Во главе с Егором, они наматывали круги по широким каменным тропинкам лагеря. Пробежка в прохладное июньское утро среди высоких сосен бодрила лучше любого кофе, а затёкшие после долгого сна мышцы постепенно начинали просыпаться и наполняться энергией.

Девочки собрались в одну кучку и о чём-то болтали. Бег нисколько не мешал их разговору и даже смеху — видимо эта часть дня уже давно стала для них привычной рутиной. А вот Олег с друзьями бежал позади всех — им был непривычен такой быстрый темп, и они были вынуждены постоянно ускоряться, чтобы нагнать своё отставание. Всё это знатно выматывало их, и после пробежки им потребовалось ещё пять минут чистой отдышки, чтобы полностью прийти в себя.

Пока вся малышня прыгала на площади, под громкие команды и свисток физрука, первый отряд рассредоточился на футбольном поле. Аля вышла в центр и начала руководить зарядкой: она показывала стандартные «Гостовские» движения, разминающие всё тело с головы до ног, а все остальные слушали её команды и повторяли за ней. Троица сначала решила не подыгрывать этому «детскому саду», но грозные взгляды Толиков уже в который раз убедили их подчиниться системе.

На протяжении всей зарядки Олег то и дело бросал косой взгляд на Дашу: она старалась улыбаться и делать вид, что с ней ничего не произошло, однако грустный взгляд и красное пятно на левом запястье буквально кричали об обратном. Он поймал себя на мысли, что ему, впервые за очень много лет, по настоящему перед кем-то стыдно, хотя на своём веку Олег творил дела гораздо похуже, чем сегодняшнее утреннее происшествие… За одни сутки лагерю удалось пробудить в нём давно уснувшую совесть, и его это одновременно радовало и пугало.

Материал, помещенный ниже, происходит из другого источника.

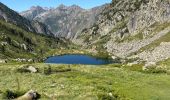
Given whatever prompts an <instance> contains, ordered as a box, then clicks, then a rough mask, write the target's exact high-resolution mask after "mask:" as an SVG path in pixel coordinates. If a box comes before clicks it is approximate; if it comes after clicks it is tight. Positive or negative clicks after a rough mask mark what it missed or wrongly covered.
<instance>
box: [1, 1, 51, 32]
mask: <svg viewBox="0 0 170 100" xmlns="http://www.w3.org/2000/svg"><path fill="white" fill-rule="evenodd" d="M0 19H1V20H5V21H6V22H10V23H13V24H15V25H17V26H19V27H21V28H23V29H25V30H27V31H30V32H36V33H41V34H48V35H52V33H51V31H49V29H48V28H47V27H46V25H45V24H43V23H40V22H38V21H29V20H27V19H26V18H24V17H22V16H21V15H19V14H18V13H17V12H15V11H13V10H11V9H10V8H8V7H7V6H5V5H4V4H2V3H1V2H0Z"/></svg>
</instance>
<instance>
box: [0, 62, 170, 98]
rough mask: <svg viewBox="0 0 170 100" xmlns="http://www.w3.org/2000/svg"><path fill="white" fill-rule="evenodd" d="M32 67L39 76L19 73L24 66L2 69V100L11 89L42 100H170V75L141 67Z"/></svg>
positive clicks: (10, 66)
mask: <svg viewBox="0 0 170 100" xmlns="http://www.w3.org/2000/svg"><path fill="white" fill-rule="evenodd" d="M164 63H165V62H164ZM32 65H33V66H35V67H36V68H38V69H39V72H38V73H24V72H22V73H20V72H18V69H19V68H21V67H22V64H3V65H0V91H1V92H0V97H1V98H3V97H6V93H7V92H5V91H7V90H9V89H10V90H11V91H13V92H15V93H16V94H17V95H21V94H23V93H25V92H27V91H28V90H30V89H34V90H37V91H38V93H39V94H40V95H41V99H42V100H47V99H54V100H55V99H57V100H63V99H64V100H70V99H74V100H75V99H76V100H81V99H90V100H98V99H99V100H112V99H118V100H120V99H121V100H129V99H132V100H155V99H156V100H169V99H170V96H169V92H170V90H169V88H170V82H169V80H170V77H169V74H166V73H147V72H143V71H141V70H142V68H141V66H140V65H134V66H126V65H102V66H92V65H47V64H32ZM155 90H156V91H155Z"/></svg>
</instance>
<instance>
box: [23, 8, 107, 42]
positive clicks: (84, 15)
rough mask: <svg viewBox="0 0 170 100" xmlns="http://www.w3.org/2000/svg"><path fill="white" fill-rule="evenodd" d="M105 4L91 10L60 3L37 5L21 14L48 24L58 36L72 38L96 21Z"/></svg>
mask: <svg viewBox="0 0 170 100" xmlns="http://www.w3.org/2000/svg"><path fill="white" fill-rule="evenodd" d="M105 6H106V5H103V6H100V7H95V8H92V9H89V10H85V9H82V8H80V7H79V6H77V5H72V6H64V5H60V6H59V7H57V8H50V9H49V8H48V9H47V8H46V9H44V8H42V7H39V6H37V7H32V8H31V9H30V10H27V11H24V12H22V13H20V14H21V15H22V16H24V17H25V18H27V19H29V20H31V21H32V20H33V21H39V22H42V23H44V24H46V25H47V26H48V27H49V29H50V30H51V31H52V32H53V33H54V35H55V36H57V37H65V38H69V39H72V38H74V37H75V35H76V34H80V33H81V31H82V29H84V28H88V27H90V26H92V25H93V24H94V23H95V21H96V16H98V14H99V13H101V11H102V10H103V9H104V8H105Z"/></svg>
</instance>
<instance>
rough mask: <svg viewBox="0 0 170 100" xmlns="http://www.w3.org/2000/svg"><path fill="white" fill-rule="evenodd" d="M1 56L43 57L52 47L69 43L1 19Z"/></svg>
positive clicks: (8, 57)
mask: <svg viewBox="0 0 170 100" xmlns="http://www.w3.org/2000/svg"><path fill="white" fill-rule="evenodd" d="M0 43H1V44H0V57H1V58H4V59H7V58H43V56H44V54H45V53H46V52H48V51H50V50H51V49H57V48H61V47H62V46H64V47H65V48H66V47H67V45H66V44H65V42H63V40H60V39H58V38H54V37H50V36H45V35H39V34H37V33H31V32H27V31H25V30H24V29H22V28H19V27H17V26H15V25H13V24H10V23H6V22H5V21H0Z"/></svg>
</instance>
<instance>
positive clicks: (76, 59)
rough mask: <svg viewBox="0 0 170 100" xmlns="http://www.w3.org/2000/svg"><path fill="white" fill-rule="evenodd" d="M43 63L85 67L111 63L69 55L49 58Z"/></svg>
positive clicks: (110, 61)
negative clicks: (61, 64) (93, 65)
mask: <svg viewBox="0 0 170 100" xmlns="http://www.w3.org/2000/svg"><path fill="white" fill-rule="evenodd" d="M45 63H54V64H86V65H104V64H111V63H113V62H112V61H111V60H108V59H101V58H96V57H92V56H88V55H79V54H71V55H70V54H69V55H60V56H53V57H49V58H48V59H46V60H45Z"/></svg>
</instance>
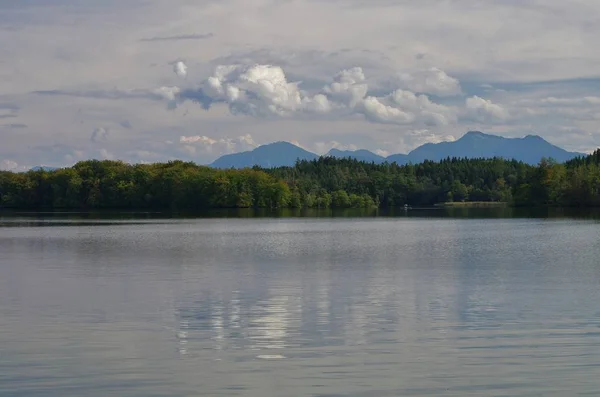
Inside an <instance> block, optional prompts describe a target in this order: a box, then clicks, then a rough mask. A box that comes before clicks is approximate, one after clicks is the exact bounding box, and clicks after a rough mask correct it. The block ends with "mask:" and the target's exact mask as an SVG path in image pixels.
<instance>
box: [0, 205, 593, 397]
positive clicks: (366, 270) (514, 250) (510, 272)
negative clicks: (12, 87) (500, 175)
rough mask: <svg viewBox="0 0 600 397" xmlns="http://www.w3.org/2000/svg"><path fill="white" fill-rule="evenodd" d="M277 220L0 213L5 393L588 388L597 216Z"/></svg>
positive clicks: (356, 217)
mask: <svg viewBox="0 0 600 397" xmlns="http://www.w3.org/2000/svg"><path fill="white" fill-rule="evenodd" d="M257 215H259V217H257ZM287 215H290V214H282V213H262V214H256V213H251V212H250V213H244V212H243V211H242V212H231V211H221V212H213V213H210V214H205V217H201V218H186V217H184V216H180V217H172V216H171V215H167V214H162V215H161V214H119V215H118V216H115V214H107V213H104V214H73V213H71V214H42V215H40V214H10V215H7V214H4V215H2V214H0V395H2V396H57V397H58V396H61V397H62V396H82V395H85V396H106V395H119V396H136V397H137V396H140V397H141V396H219V395H222V396H252V397H254V396H256V397H258V396H322V397H325V396H327V397H332V396H561V397H562V396H579V395H581V396H584V395H585V396H596V395H600V378H599V377H598V373H599V372H600V305H599V304H598V302H599V301H600V300H599V298H600V259H599V258H600V217H598V216H596V215H595V214H594V213H589V212H587V213H584V212H579V213H577V212H573V211H571V212H569V211H566V212H565V211H562V212H561V211H554V212H552V211H550V212H548V211H546V212H544V213H531V212H527V211H522V212H519V211H515V210H513V209H477V210H473V209H457V210H454V211H452V210H451V211H445V210H432V209H422V210H415V211H409V212H408V213H404V212H403V211H402V210H398V211H396V212H394V213H391V214H390V213H383V214H381V213H380V215H383V216H379V217H372V215H373V214H372V213H369V212H364V211H363V212H360V211H359V212H353V213H348V212H345V213H333V212H325V213H320V214H318V215H320V217H318V218H313V217H310V216H311V215H314V214H310V213H304V214H302V213H300V214H292V215H293V217H286V216H287ZM260 216H262V217H260ZM348 216H350V217H348Z"/></svg>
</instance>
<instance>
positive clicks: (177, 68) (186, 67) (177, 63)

После зарядки, когда все пошли переодеваться на линейку, Олег смог незаметно отколоться от своих друзей и выловить Дашу в коридоре первого корпуса.

— Слушай, — начал он, — эти идиоты ни за что не извинятся, так что я приношу свои извинения сразу же за нас троих…

— Ничего, — тихо сказала она, — я сама виновата. Даже не подумала о том, что вам может не понравиться мой утренний визит.

— Прекращай нести ерунду… Все вы были так добры с нами вчера, а мы вот так вам отплатили… Теперь ты поняла, почему я сказал на свече, что не заслужил ваше общество…

— Олег, ты так говоришь, будто уже смирился со своей ролью «плохого примера» для детей, но я вижу, как ты начинаешь потихоньку исправляться и становиться настоящим пионером… Ведь вчерашний ты вряд ли подошёл бы сейчас ко мне с извинениями.

— Ага, — он закатил глаза, — как говорит Аля: «Система ещё и не таких исправляла».

— Хи-хи, — она улыбнулась и вновь стала бодрой и жизнерадостной, — ладно, я побежала, мне ещё надо переодеться. Увидимся на линейке! И спасибо тебе за то, что поднял моё настроение!

***

На линейке Олег чувствовал себя максимально странно: с одной стороны на него давили взгляды друзей, а с другой — остальных пионеры. Это постоянно сбивало его с мысли и не давало сосредоточиться на внутренних переживаниях. В таком смятении он простоял до самого завтрака, а из речи начальника лагеря услышал только команду развернуться направо.

Перед приёмом пищи Олег тщательно вымыл свои руки с мылом, хотя до этого ему бы не пришла в голову даже такая мысль. Изнутри его терзал всего один вопрос: почему за одни сутки в лагере он так сильно изменился, а его друзья остались всё теми же идиотами? В чём дело? Почему у него вдруг проснулось сострадание, а у Крысы и Воробы оно продолжало спать? Почему вчера, на свече, его так резко пробило на откровенную речь?

Олег на автомате сел за своё место с краю от остальных и начал есть геркулесовую кашу. Ещё одна странность в копилку.

— Ну что, Даша, — спросил Низкий Толик, усаживаясь за стол, — эти грубияны извинились?

Судя по тому, что его открытое заявление никого не смутило, весь отряд уже был в курсе того, что произошло сегодня утром. На троицу обрушилась целая волна из осуждающих взглядов.

— Да… — сказала Даша, — вернее Олег подошёл ко мне перед линейкой и извинился за всех троих…

Теперь уже его друзья взглянули на него с открытым презрением и осуждением.